La ricerca. Eri dotato di una curiosità veramente speciale, appena approfondivi un argomento o una tecnica, ti veniva immediatamente voglia di andare altrove per cercare dell’altro. E in questa ricerca eri contagioso. Più volte ci hai trascinato in percorsi inaspettati o ci hai dato lo stimolo per non fermarci, mettendo tutto in discussione. Attribuivi questo atteggiamento alla tua personalità “un po’ border”, come tu stesso dicevi mettendoti a ridere, ma in questa “patologia” ti seguivamo volentieri. I giornali hanno scritto che eri “una brava persona”. Ma cosa vuol dire? Di discussioni ne abbiamo avute tante e sempre portavano a qualcosa di nuovo. I sogni, le “sabbie”, la spiritualità, i simboli, l’Universale, erano argomenti a te cari che trovavano in noi una sintonia e una comprensione rara. Non ci sentivamo così spesso -ultimamente viaggiavi tanto e l’ambito della tua ricerca si estendeva fuori dai confini della Lombardia- ma quando ci sentivamo era come fosse stato il giorno prima; subito si faceva avanti quella familiarità che contraddistingue chi è capace di pensare insieme e sente la Presenza dell’altro al di là della vicinanza fisica.
Ci piace continuare a pensarti così. I difetti? Eravamo abituati a dialogare con le nostre Ombre, e anche di quelle tue ne parlavi con assoluta onestà intellettuale. Ci definivi un gruppo “casinista” come effettivamente siamo: poca capacità organizzativa, molti ideali e, a volte, molto individualismo introverso e difensivo. Eppure anche tu ti meravigliavi, insieme a noi, di come poi tutto potesse procedere e di come potessimo volerci bene, accomunati dalla stessa idea della psicoterapia, delle relazioni, della vita.
Insieme a noi, in modo entusiasta, avevi denominato la nostra associazione “Centro di Psicologia Evolutiva Intersoggettiva” e subito dopo, conscio del nome impegnativo e lungo, e del fatto che eravamo soltanto in cinque, hai aggiunto: “ma ragazzi, cosa stiamo facendo? Forse non lo capiamo neppure noi cosa vuol dire…”. Eppure hai contribuito non poco al primo statuto, visto che eri quello, tra noi, con migliori doti pratiche e organizzative.

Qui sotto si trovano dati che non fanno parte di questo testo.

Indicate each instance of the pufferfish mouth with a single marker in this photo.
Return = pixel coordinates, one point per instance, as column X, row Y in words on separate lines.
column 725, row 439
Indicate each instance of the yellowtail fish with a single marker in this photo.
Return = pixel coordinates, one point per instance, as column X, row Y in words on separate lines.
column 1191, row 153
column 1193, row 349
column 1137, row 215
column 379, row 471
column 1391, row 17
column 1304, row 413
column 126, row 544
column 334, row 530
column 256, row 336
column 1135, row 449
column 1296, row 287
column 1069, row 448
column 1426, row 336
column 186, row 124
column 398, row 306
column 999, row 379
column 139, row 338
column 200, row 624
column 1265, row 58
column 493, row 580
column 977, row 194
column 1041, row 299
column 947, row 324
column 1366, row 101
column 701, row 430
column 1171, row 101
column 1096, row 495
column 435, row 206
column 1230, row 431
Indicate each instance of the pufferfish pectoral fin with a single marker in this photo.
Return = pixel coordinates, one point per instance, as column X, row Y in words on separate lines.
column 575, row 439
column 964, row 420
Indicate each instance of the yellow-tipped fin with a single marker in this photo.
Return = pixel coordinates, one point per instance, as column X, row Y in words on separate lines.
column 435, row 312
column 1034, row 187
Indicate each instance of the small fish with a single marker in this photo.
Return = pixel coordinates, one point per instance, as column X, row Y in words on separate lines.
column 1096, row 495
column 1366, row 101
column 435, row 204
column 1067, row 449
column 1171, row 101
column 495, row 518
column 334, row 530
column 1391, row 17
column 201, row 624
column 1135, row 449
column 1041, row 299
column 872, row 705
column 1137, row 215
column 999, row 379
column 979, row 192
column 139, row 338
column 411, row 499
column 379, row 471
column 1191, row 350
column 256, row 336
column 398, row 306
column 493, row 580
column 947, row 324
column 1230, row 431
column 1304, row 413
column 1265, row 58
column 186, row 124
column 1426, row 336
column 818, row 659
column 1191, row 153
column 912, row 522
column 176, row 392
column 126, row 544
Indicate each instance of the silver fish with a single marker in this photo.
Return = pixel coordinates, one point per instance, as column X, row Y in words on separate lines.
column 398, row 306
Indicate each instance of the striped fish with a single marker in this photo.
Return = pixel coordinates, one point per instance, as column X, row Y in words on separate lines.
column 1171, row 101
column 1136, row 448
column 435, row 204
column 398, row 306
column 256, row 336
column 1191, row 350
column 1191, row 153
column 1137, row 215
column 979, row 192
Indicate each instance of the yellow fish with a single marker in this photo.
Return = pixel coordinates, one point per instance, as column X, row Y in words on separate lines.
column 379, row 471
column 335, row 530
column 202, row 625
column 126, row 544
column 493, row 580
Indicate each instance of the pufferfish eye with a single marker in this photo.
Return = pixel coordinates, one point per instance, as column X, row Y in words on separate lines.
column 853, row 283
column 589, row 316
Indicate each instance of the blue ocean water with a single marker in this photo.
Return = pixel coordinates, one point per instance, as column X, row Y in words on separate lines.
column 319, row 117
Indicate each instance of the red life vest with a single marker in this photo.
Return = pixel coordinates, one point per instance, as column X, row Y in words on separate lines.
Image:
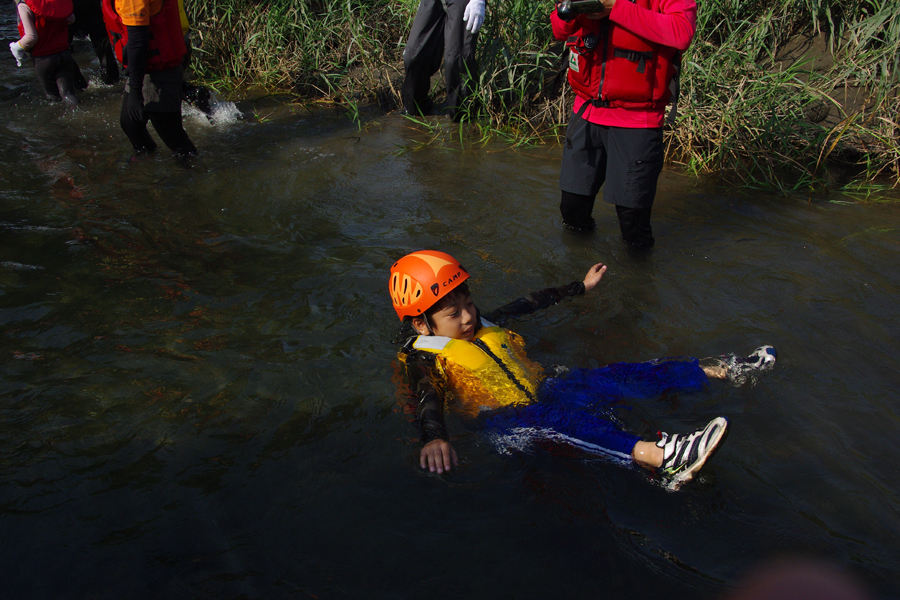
column 167, row 47
column 51, row 24
column 613, row 67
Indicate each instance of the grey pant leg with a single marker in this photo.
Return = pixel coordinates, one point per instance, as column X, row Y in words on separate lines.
column 460, row 65
column 422, row 56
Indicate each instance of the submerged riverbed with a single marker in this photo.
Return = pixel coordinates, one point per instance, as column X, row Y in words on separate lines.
column 199, row 395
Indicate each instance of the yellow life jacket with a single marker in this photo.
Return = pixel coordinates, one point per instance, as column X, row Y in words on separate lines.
column 489, row 372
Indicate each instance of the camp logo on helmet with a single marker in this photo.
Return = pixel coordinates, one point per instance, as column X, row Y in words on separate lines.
column 450, row 282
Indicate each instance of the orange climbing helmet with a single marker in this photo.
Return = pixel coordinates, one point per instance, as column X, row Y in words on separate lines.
column 420, row 279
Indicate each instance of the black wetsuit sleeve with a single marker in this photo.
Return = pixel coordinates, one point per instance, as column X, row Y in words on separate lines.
column 420, row 368
column 137, row 51
column 533, row 302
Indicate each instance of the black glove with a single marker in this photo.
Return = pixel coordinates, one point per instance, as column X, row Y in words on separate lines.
column 136, row 105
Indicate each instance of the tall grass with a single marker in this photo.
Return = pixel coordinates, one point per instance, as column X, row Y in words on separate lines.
column 749, row 107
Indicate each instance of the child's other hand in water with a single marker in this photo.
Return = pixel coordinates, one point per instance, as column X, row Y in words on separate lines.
column 438, row 456
column 595, row 274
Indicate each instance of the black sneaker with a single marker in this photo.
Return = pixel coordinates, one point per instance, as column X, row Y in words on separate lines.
column 581, row 226
column 740, row 370
column 685, row 454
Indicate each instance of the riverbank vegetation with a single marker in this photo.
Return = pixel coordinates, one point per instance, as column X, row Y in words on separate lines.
column 773, row 91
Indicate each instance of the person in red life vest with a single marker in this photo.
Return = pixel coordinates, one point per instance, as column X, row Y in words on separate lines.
column 147, row 39
column 621, row 63
column 44, row 31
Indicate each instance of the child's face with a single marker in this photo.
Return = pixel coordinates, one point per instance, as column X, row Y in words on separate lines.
column 456, row 320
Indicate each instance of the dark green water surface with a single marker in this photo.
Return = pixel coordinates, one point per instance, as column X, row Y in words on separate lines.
column 198, row 396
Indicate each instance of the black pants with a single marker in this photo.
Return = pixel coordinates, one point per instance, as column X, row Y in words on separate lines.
column 56, row 73
column 89, row 22
column 633, row 222
column 438, row 31
column 167, row 125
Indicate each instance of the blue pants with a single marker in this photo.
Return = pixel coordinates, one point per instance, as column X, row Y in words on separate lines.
column 570, row 407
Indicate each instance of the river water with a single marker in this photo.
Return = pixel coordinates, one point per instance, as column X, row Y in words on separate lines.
column 199, row 396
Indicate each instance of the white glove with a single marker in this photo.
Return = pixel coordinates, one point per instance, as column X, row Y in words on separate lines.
column 21, row 53
column 474, row 15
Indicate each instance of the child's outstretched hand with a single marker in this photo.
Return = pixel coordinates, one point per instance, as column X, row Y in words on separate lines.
column 437, row 456
column 595, row 274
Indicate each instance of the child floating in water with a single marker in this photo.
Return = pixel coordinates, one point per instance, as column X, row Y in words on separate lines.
column 44, row 31
column 451, row 347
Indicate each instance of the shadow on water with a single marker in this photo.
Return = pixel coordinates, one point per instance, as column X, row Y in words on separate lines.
column 197, row 395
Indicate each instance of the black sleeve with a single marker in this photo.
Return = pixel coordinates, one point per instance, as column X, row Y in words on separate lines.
column 137, row 51
column 533, row 302
column 420, row 368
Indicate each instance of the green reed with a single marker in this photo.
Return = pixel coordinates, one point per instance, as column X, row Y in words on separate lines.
column 748, row 107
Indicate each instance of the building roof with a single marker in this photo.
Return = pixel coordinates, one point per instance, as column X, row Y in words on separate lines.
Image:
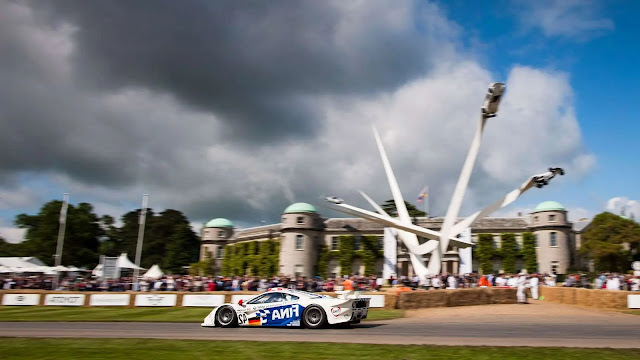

Il nostro particolare ricordo va oggi a Donata, Anita, Matilde, le persone che amavi e con cui condividevi la quotidianità. Ci dicevi che con loro sentivi un legame speciale, capace di andare oltre qualsiasi difficoltà. Siamo convinti che questo legame verrà comunque mantenuto, e anche quello con il CEPEI, nel modo che tu ora conoscerai molto meglio di noi.
Sei sempre presente
Paolo, Antonino, Paola, Sergio
… Un anno dopo (sogno del 7 agosto 2004)
“Con la persona che amo entriamo nella cantina dove ci trovavamo a parlare, a giocare, a progettare sulla vita, con gli amici del tempo della giovinezza. E lì tornano anche gli amici stessi, decisi tutti a scrivere un’altra lettera a Lorenzo. Pensiamo allora a ciò che è stato pubblicato sui giornali, alle persone che sono state vicine, a quelle ciniche o indifferenti, ai problemi connessi alla professione di psichiatra, al servizio pubblico inadeguato, alla famiglia, alla violenza, al desiderio di affermazione… e ci accorgiamo di quante considerazioni negative sono state fatte in quest’anno. E allora, decidiamo di porre silenzio ad ogni altra riflessione e di scrivere nella lettera una sola parola, che dia senso al nostro ritrovarci: AMICIZIA”.
il sogno da uno di noi è stato fatto, ma è condiviso nell’inconscio (e speriamo poi nella coscienza) collettivo.